The elastic resistance to flow of ion gels is often measure via Dynamic Mechanical Spectroscopy. This method reveals the storage modulus as well as the loss modulus, which define the stress-strain response of the gel. All ion gels are in the quasi-solid to solid state regime indicating that the storage modulus is higher than the loss modulus (i.e. elastic behavior prevails over the energy dissipating liquid-like behavior). The magnitude of the storage modulus and its ratio to the loss modulus dictate the strength and the toughness of composite material. Storage modulus values for ion gels can vary from approximately 1.0 kPa for typical polymeric-based matrices up to approximately 1.0 MPa for refractory-based matrices.
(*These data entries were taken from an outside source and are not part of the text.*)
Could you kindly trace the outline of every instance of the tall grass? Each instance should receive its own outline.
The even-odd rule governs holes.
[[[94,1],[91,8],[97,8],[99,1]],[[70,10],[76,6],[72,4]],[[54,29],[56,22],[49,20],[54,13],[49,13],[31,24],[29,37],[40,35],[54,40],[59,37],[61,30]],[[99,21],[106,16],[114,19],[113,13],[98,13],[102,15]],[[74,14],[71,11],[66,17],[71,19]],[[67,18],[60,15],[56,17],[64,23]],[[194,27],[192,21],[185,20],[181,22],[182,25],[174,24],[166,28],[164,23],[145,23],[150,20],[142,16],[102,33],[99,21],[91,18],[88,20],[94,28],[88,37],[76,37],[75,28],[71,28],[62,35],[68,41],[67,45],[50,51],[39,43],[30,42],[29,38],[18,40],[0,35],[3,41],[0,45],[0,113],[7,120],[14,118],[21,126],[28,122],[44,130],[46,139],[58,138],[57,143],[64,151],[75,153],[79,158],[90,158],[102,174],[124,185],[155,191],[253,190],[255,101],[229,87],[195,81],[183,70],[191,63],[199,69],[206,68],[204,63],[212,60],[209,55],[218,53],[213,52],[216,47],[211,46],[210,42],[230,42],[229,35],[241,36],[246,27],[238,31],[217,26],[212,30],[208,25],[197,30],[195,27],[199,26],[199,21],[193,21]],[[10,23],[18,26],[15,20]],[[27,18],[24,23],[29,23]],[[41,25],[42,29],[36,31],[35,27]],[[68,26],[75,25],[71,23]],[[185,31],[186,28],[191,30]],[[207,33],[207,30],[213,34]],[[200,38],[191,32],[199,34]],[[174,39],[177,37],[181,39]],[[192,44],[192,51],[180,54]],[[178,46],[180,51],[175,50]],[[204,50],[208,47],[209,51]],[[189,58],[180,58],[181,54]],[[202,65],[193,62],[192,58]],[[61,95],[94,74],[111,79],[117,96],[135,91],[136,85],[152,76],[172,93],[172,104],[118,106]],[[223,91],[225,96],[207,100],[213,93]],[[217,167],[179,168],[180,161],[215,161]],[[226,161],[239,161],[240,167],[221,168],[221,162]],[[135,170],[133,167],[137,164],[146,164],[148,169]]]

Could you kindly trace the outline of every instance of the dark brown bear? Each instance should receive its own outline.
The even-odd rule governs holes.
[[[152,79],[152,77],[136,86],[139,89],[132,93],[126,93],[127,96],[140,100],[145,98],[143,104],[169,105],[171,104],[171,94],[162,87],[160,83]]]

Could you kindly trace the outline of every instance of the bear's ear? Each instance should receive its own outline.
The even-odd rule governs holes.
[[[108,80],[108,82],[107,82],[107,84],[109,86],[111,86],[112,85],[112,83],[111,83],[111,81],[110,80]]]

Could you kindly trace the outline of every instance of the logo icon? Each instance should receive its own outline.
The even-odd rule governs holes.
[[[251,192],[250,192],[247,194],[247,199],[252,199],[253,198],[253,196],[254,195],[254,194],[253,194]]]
The structure of the composite matrix can play a large role in the outcome of the final bulk mechanical properties. This is especially true for inorganic based matrix materials. Several lab-scale examples have demonstrated a general trend that smaller matrix particle sizes can result in orders of magnitude increase in storage modulus. This has been attributed to higher surface area to volume ratio of the matrix particles and the higher concentration of nanoscale interactions between the particle and the immobilized ionic liquid. The higher the interaction forces between the components in the ion gel composite results in a higher force required for plastic deformation and an overall stiffer material.

Another degree of freedom in ion gel design lies in the ratio of matrix to ionic liquid in the final composite. As the concentration of ionic liquid in the matrix increases, the material will become more liquid-like in general corresponding to a decrease in storage modulus. Conversely, a decrease in concentration will generally strengthen the material and depending on the matrix material can generate a more elastomeric or brittle stress-strain response. The general tradeoff in a reduced concentration in ionic liquid is a subsequent decrease in ionic conductivity of the overall composite making optimization necessary for the specific application.